Zieger’s anonymity took a hit in an April 4 court filing, in which Woodlawn offered evidence that the loan wasn’t a sham -- documents showing the loan was disbursed to the Manaforts, redacting the name of the company that provided the money.

In one of the documents, a name is visible through the black redaction bar: Momentum Capital LLC of Santa Monica, California. Zieger, in the interview, said the company was his, adding that he used it on occasion for the “transactional lending side” of some of his consulting companies.

“It was expeditious,” he said, explaining why he used Momentum for the transaction. “I never expected anyone to say, ‘Why are you doing it this way?’”

It wasn’t the only botched filing. A year earlier, the Manafort family lawyer who helped negotiate the loan had included an errant name -- Adler -- on document that was subsequently filed in court. The New Jersey lawyer, Bruce Baldinger, didn’t return a message seeking comment.
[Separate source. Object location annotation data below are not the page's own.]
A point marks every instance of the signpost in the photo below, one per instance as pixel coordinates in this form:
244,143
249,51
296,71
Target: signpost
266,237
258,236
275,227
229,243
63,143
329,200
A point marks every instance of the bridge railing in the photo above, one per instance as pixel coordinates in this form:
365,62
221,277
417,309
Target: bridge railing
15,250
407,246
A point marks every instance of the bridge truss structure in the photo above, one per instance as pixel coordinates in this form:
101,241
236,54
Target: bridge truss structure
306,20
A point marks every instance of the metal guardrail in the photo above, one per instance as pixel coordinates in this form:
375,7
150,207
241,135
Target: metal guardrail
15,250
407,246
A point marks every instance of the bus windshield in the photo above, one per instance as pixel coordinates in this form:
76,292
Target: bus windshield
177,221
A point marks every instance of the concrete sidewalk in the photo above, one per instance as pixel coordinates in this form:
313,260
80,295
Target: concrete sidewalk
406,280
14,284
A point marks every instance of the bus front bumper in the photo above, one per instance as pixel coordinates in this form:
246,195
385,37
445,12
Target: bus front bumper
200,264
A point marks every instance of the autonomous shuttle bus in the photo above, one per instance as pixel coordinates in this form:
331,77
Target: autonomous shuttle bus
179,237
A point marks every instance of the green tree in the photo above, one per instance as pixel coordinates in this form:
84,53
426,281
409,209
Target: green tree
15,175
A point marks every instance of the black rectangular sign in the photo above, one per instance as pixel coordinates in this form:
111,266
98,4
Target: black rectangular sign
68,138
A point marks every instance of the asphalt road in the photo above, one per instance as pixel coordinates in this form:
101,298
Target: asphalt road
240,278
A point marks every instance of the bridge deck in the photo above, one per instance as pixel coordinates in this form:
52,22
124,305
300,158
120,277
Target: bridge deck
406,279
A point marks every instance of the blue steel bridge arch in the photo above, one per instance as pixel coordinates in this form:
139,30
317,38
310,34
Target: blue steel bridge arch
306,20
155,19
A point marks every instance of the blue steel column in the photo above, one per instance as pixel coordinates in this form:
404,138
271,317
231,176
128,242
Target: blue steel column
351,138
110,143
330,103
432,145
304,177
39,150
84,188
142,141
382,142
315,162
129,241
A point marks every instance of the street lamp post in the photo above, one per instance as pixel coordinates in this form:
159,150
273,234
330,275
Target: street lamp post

As the court case grinds on, the Manafort condo -- a 2,100-square-foot, three-bedroom unit on Baxter Street -- remains vacant. In March, the condo board filed a lien against Manafort’s daughter, Andrea, and a Manafort family company, Jesand LLC, seeking $18,545.95 in unpaid monthly charges.

Zieger still says the loan was a good deal, despite his battle with the government and his failure to remain anonymous.

“I certainly didn’t foresee us ending up in a situation where we’re are squaring off with the government,” he said.